Quantcast
Last updated on April 17, 2014 at 8:45 EDT

Japanese Genome Sequenced

October 25, 2010

An anonymous Japanese male has become the seventh person to have his genetic code fully sequenced, according to research made public on Sunday.

The DNA sample from the Japanese man has been unraveled to show all three billion base pairs in the double-helix code for life.

He has become the seventh person to be fully sequenced since 2001.

The other six include James Watson, who co-discovered the structure of DNA, Craig Venter, a US biotech magnate, a male of Yoruba ethnicity of western Africa, two Korean males and a male of Han Chinese ethnicity.

The sequencing was headed by Tatsuhiko Tsunoda of the Center for Genomic Medicine in Yokohama, Japan.

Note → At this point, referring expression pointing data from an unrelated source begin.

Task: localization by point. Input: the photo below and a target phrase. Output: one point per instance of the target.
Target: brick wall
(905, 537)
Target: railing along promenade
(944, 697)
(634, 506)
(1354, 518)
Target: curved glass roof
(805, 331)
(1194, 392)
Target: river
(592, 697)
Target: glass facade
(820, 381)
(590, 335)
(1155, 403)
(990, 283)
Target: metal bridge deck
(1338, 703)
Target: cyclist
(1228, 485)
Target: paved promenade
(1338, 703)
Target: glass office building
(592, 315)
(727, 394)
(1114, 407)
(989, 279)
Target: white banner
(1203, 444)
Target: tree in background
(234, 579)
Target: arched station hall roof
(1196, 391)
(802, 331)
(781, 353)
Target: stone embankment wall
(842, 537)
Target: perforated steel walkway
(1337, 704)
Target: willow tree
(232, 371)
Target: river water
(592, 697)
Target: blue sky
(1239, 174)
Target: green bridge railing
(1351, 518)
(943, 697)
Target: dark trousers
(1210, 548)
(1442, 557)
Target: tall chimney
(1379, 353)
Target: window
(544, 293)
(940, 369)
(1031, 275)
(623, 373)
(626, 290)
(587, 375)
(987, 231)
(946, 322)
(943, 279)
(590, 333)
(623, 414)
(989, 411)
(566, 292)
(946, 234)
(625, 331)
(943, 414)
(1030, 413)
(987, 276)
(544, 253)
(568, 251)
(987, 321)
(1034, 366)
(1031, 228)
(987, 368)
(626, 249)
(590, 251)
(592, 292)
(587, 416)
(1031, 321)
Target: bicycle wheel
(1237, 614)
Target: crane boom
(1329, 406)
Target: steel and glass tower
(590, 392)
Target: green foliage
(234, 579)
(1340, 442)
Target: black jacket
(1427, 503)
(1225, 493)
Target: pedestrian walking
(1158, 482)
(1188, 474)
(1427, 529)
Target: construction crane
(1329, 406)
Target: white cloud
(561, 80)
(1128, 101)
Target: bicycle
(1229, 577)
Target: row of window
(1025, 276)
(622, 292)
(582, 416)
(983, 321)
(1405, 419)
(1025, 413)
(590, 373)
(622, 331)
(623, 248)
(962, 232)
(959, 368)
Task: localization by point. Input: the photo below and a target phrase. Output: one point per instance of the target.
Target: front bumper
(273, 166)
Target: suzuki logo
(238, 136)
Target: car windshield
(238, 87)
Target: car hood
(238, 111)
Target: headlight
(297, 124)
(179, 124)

The study was published online in the journal Nature Genetics.

An international research group has launched the “Thousand Genomes Project” hoping to fully sequence the genomes of 1,000 anonymous individuals and put the data into public domain.

The project will also use the data gathered to study genetic variation that may hopefully explain inherited vulnerability to disease, produce drugs for individual needs, and help explain the odyssey of human migration.

Tsunoda told AFP in an email that he was cautious about making an early comparison between Japanese and other known genomes, as the seven projects used different methods to unravel the DNA and analyze it.

The researchers worked on new ways to spot patterns of multiple variations in the gene code, said Tsunoda of his team. “In the future, we would be able to find (a) huge number of variations in individual genomes that should be related to many diseases,” he added.